A snapshot of where agentic workflows actually are in early 2026, from someone running a pipeline daily rather than reading launch posts.
The two dominant paradigms
Orchestrator + specialists. One planning/routing agent (mine is called Atlas) decomposes the task and dispatches to named specialist agents with narrow roles. Forge writes code, Gauntlet writes tests, Cipher reviews, Scout researches. Deterministic routing, structured handoffs, human gates on architecture decisions. This is what I run. It’s boring and it works.
Swarm / emergent. Many peer agents with overlapping capabilities, coordinating through a shared scratchpad or message bus. Theoretically more flexible, in practice fragile — no clear owner of any decision, and the failure mode is agents politely talking past each other forever.
The orchestrator model dominates production use as of Q1. Swarms still dominate demo reels.
What’s working
- TDD-first pipelines. Tests written from the task brief before code, by a different agent than the one implementing. Catches scope drift and hallucinated APIs in the same pass.
- CEO review gates. Explicit checkpoints where the pipeline pauses for a human on a short list of decisions (architecture, style, public-facing ship). Not “human in the loop” as a slogan — a specific list, enforced by the orchestrator.
- Deterministic verification hooks. Shell scripts that check agent output against acceptance criteria before the agent can mark done. The least glamorous component and the one that moved the needle most for me.

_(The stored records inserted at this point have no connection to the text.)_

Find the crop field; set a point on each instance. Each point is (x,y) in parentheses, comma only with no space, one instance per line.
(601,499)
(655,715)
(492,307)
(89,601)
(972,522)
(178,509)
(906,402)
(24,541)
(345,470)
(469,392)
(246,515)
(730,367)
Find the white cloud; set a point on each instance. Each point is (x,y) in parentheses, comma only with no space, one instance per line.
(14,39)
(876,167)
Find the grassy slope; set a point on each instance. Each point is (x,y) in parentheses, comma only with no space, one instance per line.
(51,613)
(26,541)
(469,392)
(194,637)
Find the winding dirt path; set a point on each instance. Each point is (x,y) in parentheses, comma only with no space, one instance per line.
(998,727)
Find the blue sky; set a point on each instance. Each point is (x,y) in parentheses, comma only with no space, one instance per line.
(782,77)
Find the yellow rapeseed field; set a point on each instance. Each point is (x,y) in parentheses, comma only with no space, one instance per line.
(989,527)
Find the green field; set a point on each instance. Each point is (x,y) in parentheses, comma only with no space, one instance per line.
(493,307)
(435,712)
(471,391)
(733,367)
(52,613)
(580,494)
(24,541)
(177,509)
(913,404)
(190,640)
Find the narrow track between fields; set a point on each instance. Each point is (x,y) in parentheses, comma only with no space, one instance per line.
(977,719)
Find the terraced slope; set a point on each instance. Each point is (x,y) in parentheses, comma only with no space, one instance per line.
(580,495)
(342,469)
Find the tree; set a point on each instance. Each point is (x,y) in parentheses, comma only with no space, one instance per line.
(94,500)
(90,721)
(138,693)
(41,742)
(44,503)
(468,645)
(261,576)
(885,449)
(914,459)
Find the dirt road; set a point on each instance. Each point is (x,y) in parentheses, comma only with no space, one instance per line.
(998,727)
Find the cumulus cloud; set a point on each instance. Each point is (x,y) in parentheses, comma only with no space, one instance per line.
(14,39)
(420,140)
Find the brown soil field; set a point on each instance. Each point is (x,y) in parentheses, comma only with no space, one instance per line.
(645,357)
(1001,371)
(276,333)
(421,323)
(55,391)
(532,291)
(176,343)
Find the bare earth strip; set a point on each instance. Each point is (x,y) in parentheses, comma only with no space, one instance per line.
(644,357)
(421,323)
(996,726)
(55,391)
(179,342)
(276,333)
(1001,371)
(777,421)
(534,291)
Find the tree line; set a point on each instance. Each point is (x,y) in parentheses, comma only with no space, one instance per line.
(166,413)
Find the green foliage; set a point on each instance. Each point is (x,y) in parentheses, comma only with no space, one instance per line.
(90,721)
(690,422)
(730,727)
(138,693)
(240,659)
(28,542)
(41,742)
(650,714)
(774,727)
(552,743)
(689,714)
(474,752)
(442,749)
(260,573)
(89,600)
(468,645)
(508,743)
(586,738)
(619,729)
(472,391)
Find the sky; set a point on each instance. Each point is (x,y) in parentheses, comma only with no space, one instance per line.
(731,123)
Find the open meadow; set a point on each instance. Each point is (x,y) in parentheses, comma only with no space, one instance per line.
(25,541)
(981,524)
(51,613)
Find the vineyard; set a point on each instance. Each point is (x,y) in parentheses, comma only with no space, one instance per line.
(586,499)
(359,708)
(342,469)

- Isolation via worktrees. Code-writing agents work in their own git worktree so they can’t step on each other. Cheap, obvious, underused.
What’s overhyped
- Long-running autonomous loops. “Agent runs overnight and ships a feature” demos look great and mostly don’t generalize. Error compounding past roughly the 90-minute mark is brutal. Shorter loops with human gates beat longer autonomous ones on both quality and cost.

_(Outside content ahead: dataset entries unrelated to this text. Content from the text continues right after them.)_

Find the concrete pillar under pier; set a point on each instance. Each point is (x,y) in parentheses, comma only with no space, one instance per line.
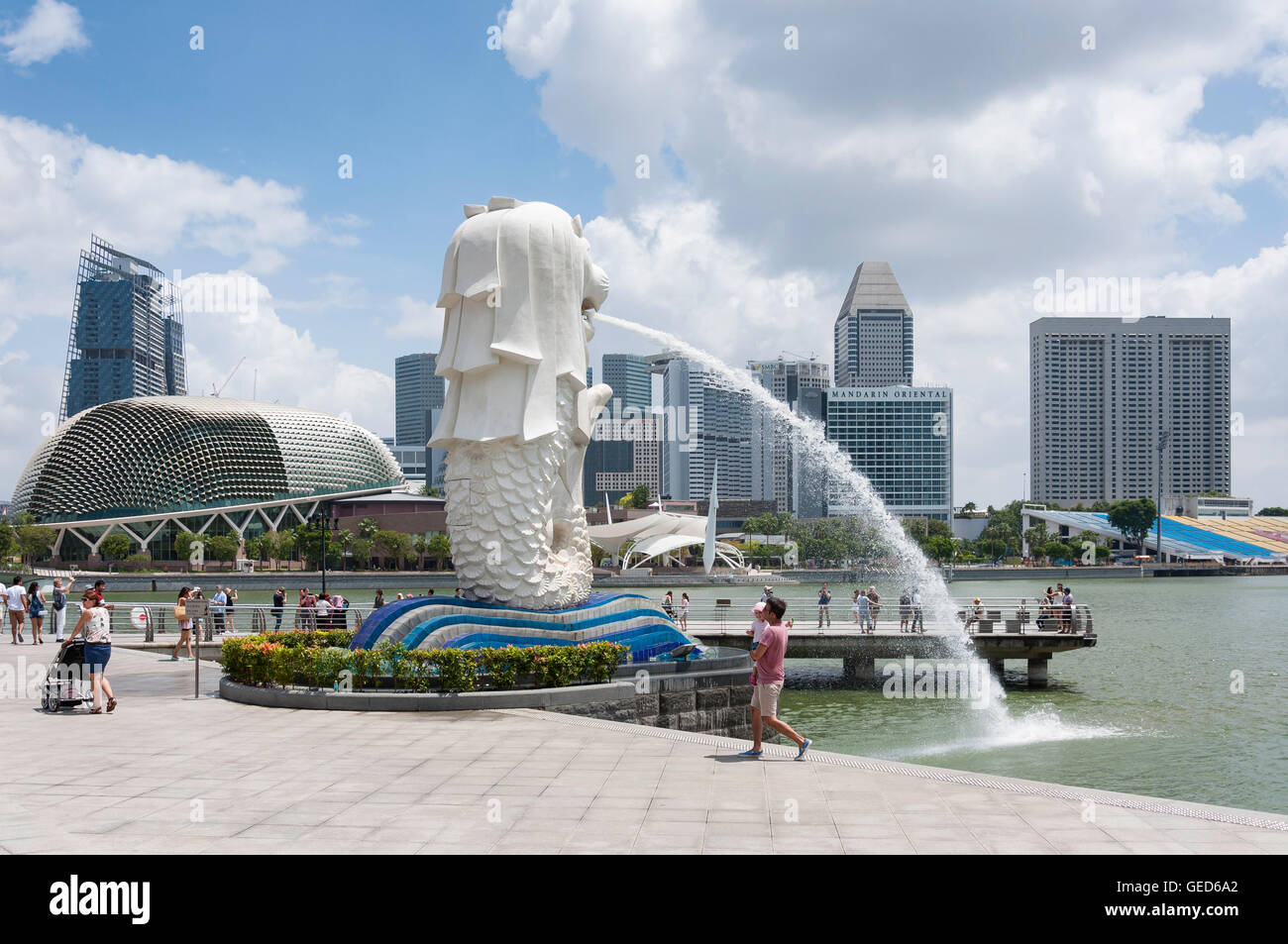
(1038,672)
(858,670)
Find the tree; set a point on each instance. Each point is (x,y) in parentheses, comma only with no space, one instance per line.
(115,548)
(991,548)
(1008,517)
(393,544)
(1133,519)
(8,541)
(772,523)
(940,548)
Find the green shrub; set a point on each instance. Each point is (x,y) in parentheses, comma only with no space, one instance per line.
(321,660)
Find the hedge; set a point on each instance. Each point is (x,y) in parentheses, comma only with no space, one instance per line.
(318,660)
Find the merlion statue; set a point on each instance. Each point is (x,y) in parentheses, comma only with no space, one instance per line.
(519,295)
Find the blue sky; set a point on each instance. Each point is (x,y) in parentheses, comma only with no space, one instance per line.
(773,171)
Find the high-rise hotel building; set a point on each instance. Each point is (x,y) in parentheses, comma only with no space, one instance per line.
(874,330)
(1104,391)
(127,336)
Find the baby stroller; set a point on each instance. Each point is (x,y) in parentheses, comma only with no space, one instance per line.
(65,684)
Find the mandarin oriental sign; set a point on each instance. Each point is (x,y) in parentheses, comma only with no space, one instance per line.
(889,393)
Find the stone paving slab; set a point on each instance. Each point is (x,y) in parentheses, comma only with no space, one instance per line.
(166,773)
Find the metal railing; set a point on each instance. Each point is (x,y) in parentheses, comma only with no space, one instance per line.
(245,618)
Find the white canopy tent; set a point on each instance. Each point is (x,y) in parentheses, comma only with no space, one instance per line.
(658,535)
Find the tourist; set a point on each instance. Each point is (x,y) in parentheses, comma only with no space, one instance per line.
(278,607)
(863,612)
(217,609)
(16,599)
(917,613)
(101,594)
(758,627)
(196,621)
(95,622)
(59,605)
(231,592)
(768,657)
(184,622)
(1044,609)
(37,610)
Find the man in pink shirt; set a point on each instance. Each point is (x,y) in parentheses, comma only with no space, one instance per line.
(768,657)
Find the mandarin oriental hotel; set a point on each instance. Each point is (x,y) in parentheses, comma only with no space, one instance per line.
(900,437)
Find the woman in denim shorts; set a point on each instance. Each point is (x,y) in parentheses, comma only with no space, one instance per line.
(95,623)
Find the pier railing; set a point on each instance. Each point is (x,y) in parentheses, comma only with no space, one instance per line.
(722,616)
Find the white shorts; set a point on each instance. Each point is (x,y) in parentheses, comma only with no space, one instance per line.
(764,698)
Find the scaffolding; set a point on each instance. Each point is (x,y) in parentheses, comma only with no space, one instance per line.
(155,348)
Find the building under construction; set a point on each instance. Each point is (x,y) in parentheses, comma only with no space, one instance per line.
(127,338)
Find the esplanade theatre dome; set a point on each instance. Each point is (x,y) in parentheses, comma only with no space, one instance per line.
(170,455)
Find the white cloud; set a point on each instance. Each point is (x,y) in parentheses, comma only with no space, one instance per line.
(163,210)
(51,27)
(769,165)
(283,364)
(416,318)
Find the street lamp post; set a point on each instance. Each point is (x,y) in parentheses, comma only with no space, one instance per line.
(1162,445)
(325,522)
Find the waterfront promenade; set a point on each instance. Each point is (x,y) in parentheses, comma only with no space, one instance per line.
(170,775)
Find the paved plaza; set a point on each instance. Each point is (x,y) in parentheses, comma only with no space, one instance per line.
(171,775)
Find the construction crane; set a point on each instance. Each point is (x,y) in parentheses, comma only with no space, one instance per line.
(217,390)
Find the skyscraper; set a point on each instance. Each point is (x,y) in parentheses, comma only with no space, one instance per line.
(900,437)
(1106,390)
(706,421)
(874,330)
(127,335)
(631,381)
(416,394)
(772,441)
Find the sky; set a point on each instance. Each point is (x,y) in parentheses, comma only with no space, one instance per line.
(733,162)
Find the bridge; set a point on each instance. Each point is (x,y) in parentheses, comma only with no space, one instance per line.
(1006,629)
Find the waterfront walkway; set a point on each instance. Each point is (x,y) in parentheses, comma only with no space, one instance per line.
(170,775)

- Self-improving agent teams. The agents that rewrite their own prompts based on feedback. Intriguing research direction, not yet a reliable production technique. The failure mode is the team optimizing for its own metric rather than the real goal.

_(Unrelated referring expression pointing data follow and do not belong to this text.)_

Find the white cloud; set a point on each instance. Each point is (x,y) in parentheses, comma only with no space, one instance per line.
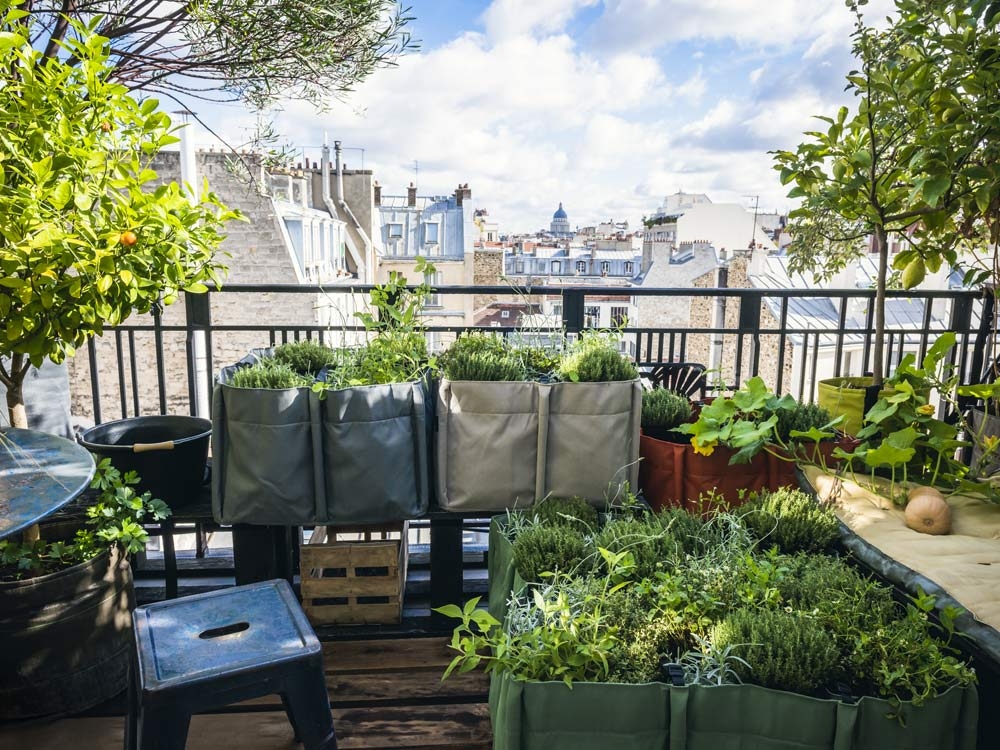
(649,24)
(511,18)
(529,116)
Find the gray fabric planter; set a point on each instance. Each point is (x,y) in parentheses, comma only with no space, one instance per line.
(288,457)
(603,716)
(503,445)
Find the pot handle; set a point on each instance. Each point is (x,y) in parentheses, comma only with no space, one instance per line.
(166,445)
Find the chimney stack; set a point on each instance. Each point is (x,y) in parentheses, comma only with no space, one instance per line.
(462,194)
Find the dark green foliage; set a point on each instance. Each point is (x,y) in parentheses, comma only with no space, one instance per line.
(270,375)
(689,532)
(636,656)
(835,591)
(547,549)
(908,658)
(539,363)
(653,547)
(305,357)
(482,357)
(664,408)
(790,519)
(565,511)
(784,650)
(596,359)
(394,356)
(802,417)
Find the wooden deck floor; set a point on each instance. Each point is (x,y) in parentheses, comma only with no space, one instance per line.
(384,693)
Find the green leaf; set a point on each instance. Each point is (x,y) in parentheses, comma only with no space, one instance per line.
(935,187)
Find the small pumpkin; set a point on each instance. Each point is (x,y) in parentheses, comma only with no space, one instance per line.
(927,512)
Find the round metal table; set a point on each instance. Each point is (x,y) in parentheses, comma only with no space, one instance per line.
(39,474)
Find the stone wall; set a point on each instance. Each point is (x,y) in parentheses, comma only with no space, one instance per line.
(487,270)
(254,252)
(703,315)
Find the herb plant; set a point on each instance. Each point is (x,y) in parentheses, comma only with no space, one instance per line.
(664,409)
(705,594)
(269,375)
(114,520)
(482,357)
(781,650)
(305,357)
(565,511)
(594,358)
(548,549)
(790,519)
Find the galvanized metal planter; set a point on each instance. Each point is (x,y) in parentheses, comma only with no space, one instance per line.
(67,638)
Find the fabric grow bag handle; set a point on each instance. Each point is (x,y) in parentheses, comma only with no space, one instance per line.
(166,445)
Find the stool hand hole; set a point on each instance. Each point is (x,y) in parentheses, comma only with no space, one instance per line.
(232,629)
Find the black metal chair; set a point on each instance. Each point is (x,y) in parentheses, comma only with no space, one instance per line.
(687,378)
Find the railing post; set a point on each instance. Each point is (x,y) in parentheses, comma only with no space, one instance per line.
(573,310)
(961,320)
(198,310)
(750,305)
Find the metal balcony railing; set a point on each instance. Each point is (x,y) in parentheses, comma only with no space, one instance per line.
(166,363)
(792,338)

- “AGI-adjacent” framing. Most of what ships under that banner is orchestration + tool use. Calling it AGI makes evaluation harder, not easier.
What’s next (my bet)
The interesting frontier isn’t smarter agents — it’s better coordination primitives. Things like:
- Standardized task-brief formats across tools so agents from different vendors can hand off.
- Shared memory layers with structured provenance (not just a vector store).
- Economic coordination — agents paying each other for compute or specialist skills (see the agent economies piece).
The models will keep getting better on their own. The leverage is in the scaffolding.